The other problem with this security scheme is that even if you don’t assign someone an IP address, that doesn’t mean they can’t just simply type in an IP address manually and still participate on your network. In addition, maintaining a 12-digit hex number gets to be quite cumbersome for a thousand users. Nevertheless, this technique generally keeps the non-technical person from connecting a rogue machine to your network, but it really has no security capabilities beyond that. Real security needs to be handled at the switch level with 802.1x and EAP.
802.1x port-based access control and EAP
Some advanced switches, such as the Cisco Catalyst 6500, support 802.1x port-based access control and extensible authentication protocol (EAP). Basically, this means no authentication, no access. The Ethernet port remains closed until authenticated successfully over EAP. Unlike using MAC reservations on the DHCP server, you can’t just forge the MAC address or even manually enter an IP address—either hack is useless when 802.1x/EAP is employed on the access switch.
When 802.1x is employed, a client connecting to a port on the switch must support the 802.1x protocol. Currently, Windows XP is the only operating system that natively supports 802.1x, but Microsoft is promising 802.1x support for legacy operating systems including Windows 98, NT, and 2000 in the near future.
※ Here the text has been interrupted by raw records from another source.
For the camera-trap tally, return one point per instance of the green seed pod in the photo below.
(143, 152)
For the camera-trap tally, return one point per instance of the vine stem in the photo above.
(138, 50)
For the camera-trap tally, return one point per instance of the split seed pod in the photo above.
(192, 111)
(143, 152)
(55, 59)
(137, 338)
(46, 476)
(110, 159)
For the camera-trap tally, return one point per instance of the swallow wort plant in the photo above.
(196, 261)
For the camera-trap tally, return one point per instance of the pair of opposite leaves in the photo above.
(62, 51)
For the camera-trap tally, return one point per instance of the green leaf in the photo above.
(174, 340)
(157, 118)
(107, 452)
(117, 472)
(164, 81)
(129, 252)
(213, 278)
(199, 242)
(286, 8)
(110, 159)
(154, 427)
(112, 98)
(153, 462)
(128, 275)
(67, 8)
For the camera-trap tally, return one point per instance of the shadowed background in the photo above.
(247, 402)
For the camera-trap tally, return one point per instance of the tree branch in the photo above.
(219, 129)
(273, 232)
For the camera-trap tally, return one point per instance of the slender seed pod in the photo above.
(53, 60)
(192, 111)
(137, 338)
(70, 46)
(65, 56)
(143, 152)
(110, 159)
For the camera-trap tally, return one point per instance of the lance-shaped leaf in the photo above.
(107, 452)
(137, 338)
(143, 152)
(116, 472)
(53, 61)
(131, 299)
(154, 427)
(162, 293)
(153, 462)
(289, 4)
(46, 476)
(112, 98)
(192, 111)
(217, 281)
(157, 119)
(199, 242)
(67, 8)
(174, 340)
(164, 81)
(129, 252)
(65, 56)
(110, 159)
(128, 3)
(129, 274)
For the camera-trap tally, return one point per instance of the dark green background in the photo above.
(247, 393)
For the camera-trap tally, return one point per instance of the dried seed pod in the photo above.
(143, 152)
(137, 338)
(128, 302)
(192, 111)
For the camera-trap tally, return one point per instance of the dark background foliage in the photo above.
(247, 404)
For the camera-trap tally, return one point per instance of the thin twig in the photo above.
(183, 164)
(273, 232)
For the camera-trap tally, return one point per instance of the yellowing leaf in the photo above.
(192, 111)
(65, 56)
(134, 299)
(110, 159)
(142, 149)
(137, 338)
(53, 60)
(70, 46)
Basically, when the 802.1x-capable client connects to the switch, it must send EAP credentials to the switch. The switch then forwards the EAP message to a RADIUS (Remote Authentication Dial-In User Service) server. If the RADIUS server accepts the credentials, it will respond with an EAP success message to the switch. Only then will the switch transition the port to an open state and permit DHCP requests and full network participation. (This same RADIUS infrastructure can also be used to provide enterprise grade wireless security.) For more information on 802.1x with Cisco switches, see this Cisco configuration guide for port-based authentication.
All the old concepts and ideas on hubs, switches, routers, and DHCP servers have been revolutionized with the latest technologies in Cisco routing and switching and 802.1x/EAP security. The infrastructure that I have shown you how to build in this article is faster, more scalable, and more secure than what has been used in the past. Not only are you able to create a more manageable and robust DHCP and network infrastructure, but you're able to do it with less money, equipment, and time. It's simply a matter of taking advantage of what new technologies have to offer.